Two phases of kodr that pair up nicely: one teaches the harness what a given model can actually handle, and the other uses that to stop a long session from drowning a small model.
Phase 69: model configuration is harness behaviour
Kodr’s model defaults were scattered across the CLI - the default LM Studio URL, the default Qwen model, the long local timeout, separate assumptions about tool support and JSON behaviour. Fine with one main local model; fragile the moment runs started mixing Qwen, Nemotron, OpenRouter planners, and model-specific context windows. Phase 69 gathers it into a model profile registry.
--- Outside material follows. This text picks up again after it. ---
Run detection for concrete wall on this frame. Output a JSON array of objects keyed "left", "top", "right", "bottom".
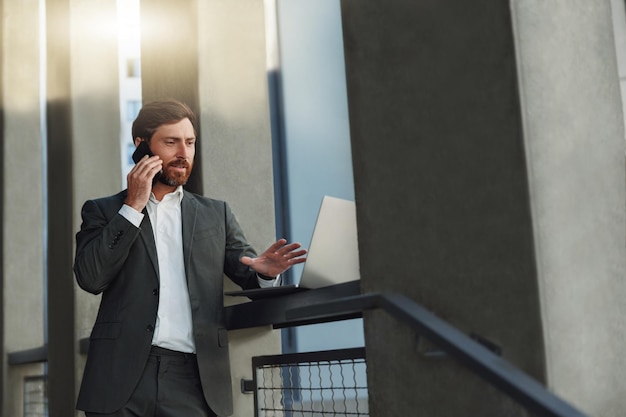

Built-in profiles cover the default qwen/qwen3.6-35b-a3b, nvidia/nemotron-3-nano-omni, and Ollama/OpenRouter wildcards; projects override via .kodr/model-profiles.json, or you point KODR_MODEL_PROFILES at a file. A profile records model id, provider, base URL, context window, completion reserve, timeout, native tool-call support, and the recommended response-envelope mode. Kodr attaches the active profile to run summaries and subagent metadata, so a failed run can be inspected with the same capability context that shaped it. Two defaults moved behind the profile: timeouts now come from the active profile unless --timeout-ms is set, and session compaction defaults derive from context window minus completion reserve. The change to packing stayed deliberately conservative - profiles can reduce the cap for small windows, but the full token-budget assembly was its own phase, so this one didn’t balloon into a context-packer rewrite.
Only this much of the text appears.